North-Central - 52nd Annual Meeting

Paper No. 39-3
Presentation Time: 2:15 PM

SPATIAL VARIABILITY IN THE VERTICAL CONNECTIVITY OF TILL CONFINING BEDS: EXAMPLES FROM THE NEW ULM FORMATION IN CENTRAL MINNESOTA


WITT, Alyssa1, SIMPKINS, William W.2, BLUM, Justin3, TROST, Jared J.4, BERG, Andrew4 and STARK, James4, (1)U.S. Geological Survey, Minnesota Water Science Center, 2280 Woodale Drive, Mounds View, MN 55112; now at Golder Associates, 18300 NE Union Hill Road, Suite 200, Redmond, WA 98052, (2)Department of Geological and Atmospheric Sciences, Iowa State University, 2237 Osborn Drive, Iowa State University, Ames, IA 50011, (3)Minnesota Department of Health, 625 Robert St. N, St. Paul, MN 55164, (4)U.S. Geological Survey, Minnesota Water Science Center, 2280 Woodale Drive, Mounds View, MN 55112

Buried glacigenic aquifers of finite extent comprise an important water supply for Minnesota. Knowing the source of water for these confined aquifers and their contamination susceptibility is essential to evaluating sustainability. In 2014, the USGS Upper Midwest Water Science Center, in cooperation with Iowa State University and three State of Minnesota agencies, initiated a project to characterize buried glacigenic aquifers and properties of till confining beds (aquitards). Two piezometer nests were installed in till and an underlying glacigenic aquifer in the Des Moines lobe at Litchfield. Eleven piezometers were installed at LFO1 and LFO2 at depths between 20 and 162 ft. Nest LFO1 has 40 ft of glaciolacustrine sediment overlying 151 ft of unoxidized, loamy till of the New Ulm Formation, Villard Member (NVT).
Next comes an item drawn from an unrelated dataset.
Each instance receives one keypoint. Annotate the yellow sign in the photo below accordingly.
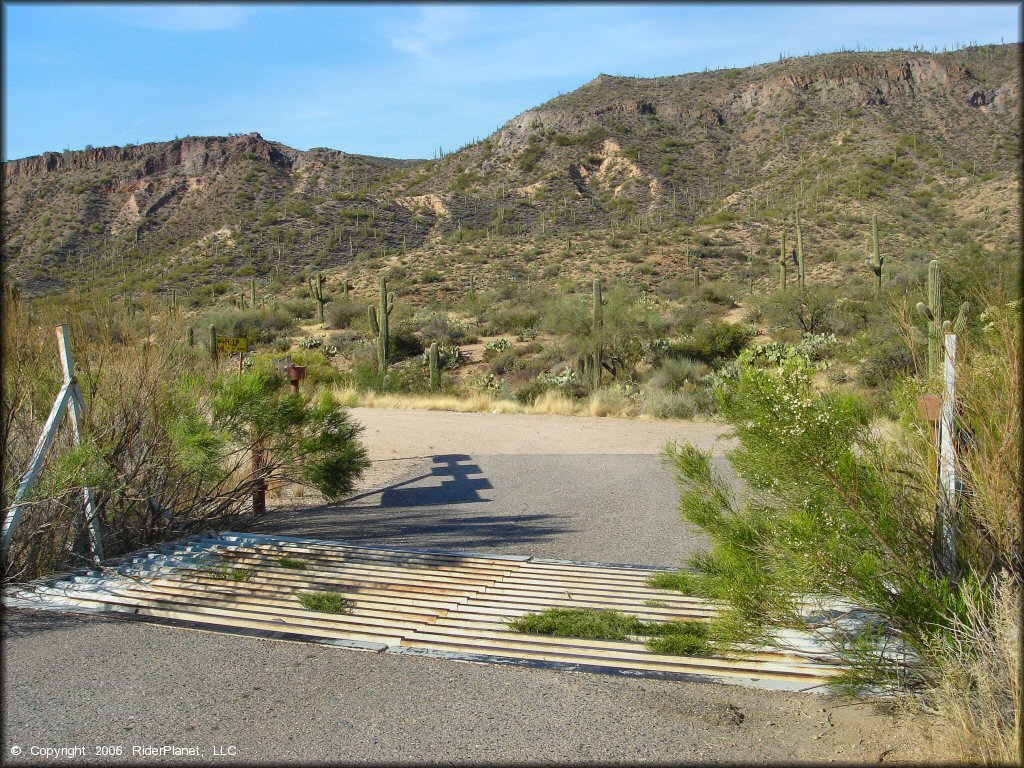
(231, 344)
At the LFO2 nest located in the municipal well field, 16 ft of oxidized, loamy NVT overlies 97 ft of unoxidized NVT. Fractures were observed in till core at both nests. The nests are only 2200 ft apart, yet the properties and hydraulic response of the confining bed vary between them. During daily pumping of city wells, hydraulic heads in piezometers in till at LFO2 were unresponsive, whereas hydraulic heads at LFO1 in the bottom 25 ft of the till declined. During the aquifer test, hydraulic heads in the till piezometers at LFO2 were also unresponsive, but they declined in all three till piezometers at LFO1, allowing estimation of vertical hydraulic conductivity, Kv (4E-09 m/s;1E-03 ft/d) and leakage factor, L (10,800 ft). Horizontal hydraulic conductivity (Kh) from slug tests is two orders of magnitude lower at LFO2 (Kh=2E-09 m/s; 6E-04 ft/d) than at LFO1 (Kh=8E-07 m/s; 0.23 ft/d). Steeper hydraulic gradients (downward) also occur at LFO2, as might be expected. Cl concentrations and Cl/Br ratios in the till suggest anthropogenic contamination at depth at both nests. An enriched 3H value at LFO1 of 16.08 tritium units (TU) at 95 ft suggests young (1970s) groundwater, which is at odds with the estimated travel time to that depth. Glacial-age water is absent at both nests, based on δ18O and δ2H data. In total, multiple lines of evidence at this site suggest a greater vertical connectivity in the till confining bed at LFO1, likely due to better-connected fractures. Fracture-flow modeling is underway to test that hypothesis.